Aquellos que se han adentrado en el asunto advierten sobre los peligros de argumentar con base en una falacia, definida por la Real Academia como el “hábito de emplear falsedades en daño ajeno”. Hay diferentes clases, aunque los conocedores siempre advierten sobre la presencia de la falsa disyunción, más conocida como el falso dilema. Otros la describen como la del tercio excluido, porque quien la comete se olvida de que puede haber al menos una opción adicional entre dos propuestas.
El recuento viene a colación por cuenta de la manera en que se ha venido planteando el debate público en Colombia. Es usual encontrar entre los aspirantes a la Presidencia de la República o algunos dirigentes, el uso de un recurso que simplifica las grandes discusiones nacionales a una especie de test, en el cual las únicas respuestas válidas son A o B.
La aparición de este fenómeno no es nueva, aunque su presencia sí es más evidente ahora. Tal vez la polarización de la opinión ha llevado a que solo se tienen en cuenta las posturas de los extremos, simplificadas al máximo. Hay un esfuerzo de caricaturizar los pensamientos del contrario con el fin de dejar como solución válida solo una.

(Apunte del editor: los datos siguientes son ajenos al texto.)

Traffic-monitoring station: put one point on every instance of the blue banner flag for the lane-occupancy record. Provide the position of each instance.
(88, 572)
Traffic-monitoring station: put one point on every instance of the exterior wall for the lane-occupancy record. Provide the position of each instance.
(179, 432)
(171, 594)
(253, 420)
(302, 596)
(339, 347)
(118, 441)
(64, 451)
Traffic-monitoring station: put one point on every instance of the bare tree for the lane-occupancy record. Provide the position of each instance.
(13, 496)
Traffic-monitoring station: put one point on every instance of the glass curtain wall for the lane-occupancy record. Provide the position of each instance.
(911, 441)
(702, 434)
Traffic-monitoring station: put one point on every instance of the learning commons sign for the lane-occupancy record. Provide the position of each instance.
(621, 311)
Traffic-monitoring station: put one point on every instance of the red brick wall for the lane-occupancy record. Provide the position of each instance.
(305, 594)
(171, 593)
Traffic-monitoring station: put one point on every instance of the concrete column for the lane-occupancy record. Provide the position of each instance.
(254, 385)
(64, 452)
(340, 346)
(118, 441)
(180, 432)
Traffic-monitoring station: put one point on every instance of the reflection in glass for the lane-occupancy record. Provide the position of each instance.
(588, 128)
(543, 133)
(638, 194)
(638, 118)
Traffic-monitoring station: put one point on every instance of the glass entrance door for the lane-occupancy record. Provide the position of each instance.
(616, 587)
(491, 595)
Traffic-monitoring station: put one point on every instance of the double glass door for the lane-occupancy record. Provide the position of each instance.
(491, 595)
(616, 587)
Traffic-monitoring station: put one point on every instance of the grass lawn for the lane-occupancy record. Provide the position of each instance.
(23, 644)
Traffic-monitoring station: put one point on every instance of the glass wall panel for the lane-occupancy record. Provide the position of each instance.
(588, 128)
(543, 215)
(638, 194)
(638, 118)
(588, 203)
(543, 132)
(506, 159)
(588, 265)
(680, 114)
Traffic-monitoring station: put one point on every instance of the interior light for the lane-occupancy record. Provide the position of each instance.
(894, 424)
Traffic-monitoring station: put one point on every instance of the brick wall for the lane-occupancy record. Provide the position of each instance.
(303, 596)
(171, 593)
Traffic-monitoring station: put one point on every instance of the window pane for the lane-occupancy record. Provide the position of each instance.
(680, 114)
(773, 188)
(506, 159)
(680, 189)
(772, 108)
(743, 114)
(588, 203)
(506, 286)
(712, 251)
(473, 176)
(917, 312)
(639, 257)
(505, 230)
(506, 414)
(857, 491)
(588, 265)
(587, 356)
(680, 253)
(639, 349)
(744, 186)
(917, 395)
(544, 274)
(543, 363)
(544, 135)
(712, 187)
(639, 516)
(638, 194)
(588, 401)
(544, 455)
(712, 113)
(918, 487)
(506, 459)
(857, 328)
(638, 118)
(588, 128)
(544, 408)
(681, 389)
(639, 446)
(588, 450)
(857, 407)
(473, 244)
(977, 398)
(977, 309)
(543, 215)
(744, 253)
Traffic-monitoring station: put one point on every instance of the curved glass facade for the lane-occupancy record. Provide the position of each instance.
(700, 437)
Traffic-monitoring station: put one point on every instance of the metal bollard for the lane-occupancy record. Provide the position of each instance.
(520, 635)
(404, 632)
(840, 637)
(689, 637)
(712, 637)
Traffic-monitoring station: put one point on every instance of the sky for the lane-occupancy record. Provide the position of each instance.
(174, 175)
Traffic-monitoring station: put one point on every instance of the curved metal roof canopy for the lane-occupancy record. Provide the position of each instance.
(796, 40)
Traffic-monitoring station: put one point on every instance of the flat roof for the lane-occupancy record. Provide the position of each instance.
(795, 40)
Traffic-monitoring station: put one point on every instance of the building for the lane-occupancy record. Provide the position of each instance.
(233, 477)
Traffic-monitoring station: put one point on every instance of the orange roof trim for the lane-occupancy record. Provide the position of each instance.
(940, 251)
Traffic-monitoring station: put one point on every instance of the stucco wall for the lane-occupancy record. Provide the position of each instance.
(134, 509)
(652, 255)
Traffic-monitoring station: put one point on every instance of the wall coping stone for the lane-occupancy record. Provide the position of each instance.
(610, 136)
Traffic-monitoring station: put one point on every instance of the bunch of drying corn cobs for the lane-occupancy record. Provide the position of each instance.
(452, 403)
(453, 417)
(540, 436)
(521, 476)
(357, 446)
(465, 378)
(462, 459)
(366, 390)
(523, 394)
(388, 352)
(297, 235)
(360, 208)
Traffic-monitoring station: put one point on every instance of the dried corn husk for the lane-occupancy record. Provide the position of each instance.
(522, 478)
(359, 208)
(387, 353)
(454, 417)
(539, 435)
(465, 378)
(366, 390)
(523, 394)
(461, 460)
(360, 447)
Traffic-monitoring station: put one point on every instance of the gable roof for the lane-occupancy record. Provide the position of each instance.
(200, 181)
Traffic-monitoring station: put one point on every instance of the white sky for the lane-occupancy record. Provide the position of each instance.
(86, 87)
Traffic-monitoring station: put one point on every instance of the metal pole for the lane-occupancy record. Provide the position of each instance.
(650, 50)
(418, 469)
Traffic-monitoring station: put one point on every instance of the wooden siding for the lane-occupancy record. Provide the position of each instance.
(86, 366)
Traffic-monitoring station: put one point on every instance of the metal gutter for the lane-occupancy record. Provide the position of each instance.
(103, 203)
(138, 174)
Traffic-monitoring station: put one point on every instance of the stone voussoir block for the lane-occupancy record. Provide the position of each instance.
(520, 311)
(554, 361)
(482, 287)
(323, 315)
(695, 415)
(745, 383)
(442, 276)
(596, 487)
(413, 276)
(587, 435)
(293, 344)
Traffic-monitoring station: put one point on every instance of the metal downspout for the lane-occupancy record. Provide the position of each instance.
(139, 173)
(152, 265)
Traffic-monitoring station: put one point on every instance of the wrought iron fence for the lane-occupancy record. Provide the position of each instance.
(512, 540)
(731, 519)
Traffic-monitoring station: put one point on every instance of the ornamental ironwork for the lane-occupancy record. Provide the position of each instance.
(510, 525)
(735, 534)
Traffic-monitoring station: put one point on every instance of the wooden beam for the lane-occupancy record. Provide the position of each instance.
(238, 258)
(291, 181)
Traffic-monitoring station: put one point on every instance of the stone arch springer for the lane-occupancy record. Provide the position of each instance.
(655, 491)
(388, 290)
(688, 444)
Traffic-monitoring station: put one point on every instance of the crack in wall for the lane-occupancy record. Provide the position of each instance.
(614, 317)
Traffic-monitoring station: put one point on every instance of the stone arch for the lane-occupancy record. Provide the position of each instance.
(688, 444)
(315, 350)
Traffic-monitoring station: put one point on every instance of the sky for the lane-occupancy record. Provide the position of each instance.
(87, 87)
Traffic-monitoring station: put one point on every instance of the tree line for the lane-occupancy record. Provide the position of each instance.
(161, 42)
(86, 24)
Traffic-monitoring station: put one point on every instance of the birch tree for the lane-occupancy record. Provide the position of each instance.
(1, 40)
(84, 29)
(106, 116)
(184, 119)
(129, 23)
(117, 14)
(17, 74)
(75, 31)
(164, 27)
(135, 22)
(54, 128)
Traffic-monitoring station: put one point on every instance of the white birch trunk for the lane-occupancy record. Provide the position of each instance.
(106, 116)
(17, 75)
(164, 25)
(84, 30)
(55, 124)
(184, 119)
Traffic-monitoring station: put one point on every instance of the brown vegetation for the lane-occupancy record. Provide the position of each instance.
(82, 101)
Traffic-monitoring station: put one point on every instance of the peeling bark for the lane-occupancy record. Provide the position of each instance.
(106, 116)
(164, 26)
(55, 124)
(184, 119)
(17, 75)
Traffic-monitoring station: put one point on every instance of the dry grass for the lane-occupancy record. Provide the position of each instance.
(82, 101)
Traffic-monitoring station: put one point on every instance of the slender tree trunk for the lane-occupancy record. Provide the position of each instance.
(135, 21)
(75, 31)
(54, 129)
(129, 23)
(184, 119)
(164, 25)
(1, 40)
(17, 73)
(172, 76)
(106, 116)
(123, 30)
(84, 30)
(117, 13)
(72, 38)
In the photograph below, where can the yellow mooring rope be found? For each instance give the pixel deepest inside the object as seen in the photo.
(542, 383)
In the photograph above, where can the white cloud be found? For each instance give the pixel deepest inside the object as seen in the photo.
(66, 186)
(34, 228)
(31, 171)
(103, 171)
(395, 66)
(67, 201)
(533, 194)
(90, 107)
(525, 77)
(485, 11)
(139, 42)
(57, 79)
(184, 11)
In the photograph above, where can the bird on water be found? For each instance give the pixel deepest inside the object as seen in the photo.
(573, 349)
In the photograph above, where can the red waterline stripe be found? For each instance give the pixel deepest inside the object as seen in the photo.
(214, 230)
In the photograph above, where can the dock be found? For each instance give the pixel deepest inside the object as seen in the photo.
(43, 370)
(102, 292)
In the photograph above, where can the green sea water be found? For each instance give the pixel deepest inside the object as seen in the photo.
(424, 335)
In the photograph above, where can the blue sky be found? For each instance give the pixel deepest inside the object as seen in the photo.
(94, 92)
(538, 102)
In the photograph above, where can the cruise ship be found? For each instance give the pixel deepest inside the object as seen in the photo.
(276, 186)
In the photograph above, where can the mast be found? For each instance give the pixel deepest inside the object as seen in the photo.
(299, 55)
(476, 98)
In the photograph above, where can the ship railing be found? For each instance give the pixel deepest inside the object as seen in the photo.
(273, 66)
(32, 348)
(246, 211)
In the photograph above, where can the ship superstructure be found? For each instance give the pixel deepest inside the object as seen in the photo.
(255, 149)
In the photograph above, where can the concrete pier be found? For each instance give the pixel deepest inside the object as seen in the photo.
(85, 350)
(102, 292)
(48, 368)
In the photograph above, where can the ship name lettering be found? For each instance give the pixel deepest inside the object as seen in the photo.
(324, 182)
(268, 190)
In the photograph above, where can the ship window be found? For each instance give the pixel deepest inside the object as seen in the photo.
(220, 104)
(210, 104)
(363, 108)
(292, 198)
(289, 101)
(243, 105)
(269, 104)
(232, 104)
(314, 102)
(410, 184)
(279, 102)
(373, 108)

El ejemplo típico por estos días es el de los aguacates o el petróleo. La tragedia ambiental causada por la filtración de medio millar de barriles de crudo en inmediaciones de Barrancabermeja, llevó a los contrarios a la presencia de industrias extractivas a plantear un falso dilema, pues es absurdo pensar que no hay campo para desarrollar la agricultura y que exista al mismo tiempo la explotación de hidrocarburos en el territorio nacional.
En la misma categoría se ubica el contraponer el agua a la minería, bajo el entendido de que esta última está a cargo de empresas formales que cumplen con las normas. Tampoco es válido afirmar que la agricultura campesina y las explotaciones intensivas son incompatibles o que hay que escoger entre corrupción y ‘mermelada’ frente a una tarifa de IVA del 19 por ciento.
Por otro lado, dejar quieta la edad de jubilación no garantiza que más gente se pensione, como tampoco el desequilibrio del sistema de salud se arregla con la eliminación de las EPS. La sostenibilidad de uno y otro exige cirugías de fondo, que son más impopulares que las fórmulas mágicas.
Quizás lo más peligroso en lo que atañe a mantener la casa en orden es presentar los impuestos como el gran palo en la rueda del crecimiento económico. Es indudable que en Colombia las cargas están mal repartidas, pero equilibrarlas es diferente a eliminarlas. Afirmar que el consumo y la inversión se van a disparar por cuenta de alivianar el esfuerzo tributario es pensar con el deseo, aparte de arriesgarse a tener un dolor de cabeza mayúsculo por una situación fiscal inmanejable.
Así las cosas, sería ideal que el debate presidencial se basara en argumentos válidos y no en falacias. Más que escoger entre una simplificación de supuestas posturas ideológicas, los ciudadanos deberían ser capaces de elegir a aquel que muestre la mejor capacidad de hacer un buen gobierno para todos.
No obstante, esa es una aspiración ilusoria en la época de la posverdad. Reducir al contrincante a lo que no es, es sencillo en la era de las redes sociales. El riesgo es que a la hora de manejar los destinos de la nación, la capacidad de decir falsedades se agota. Y el peligro es acabar siendo víctima del propio invento.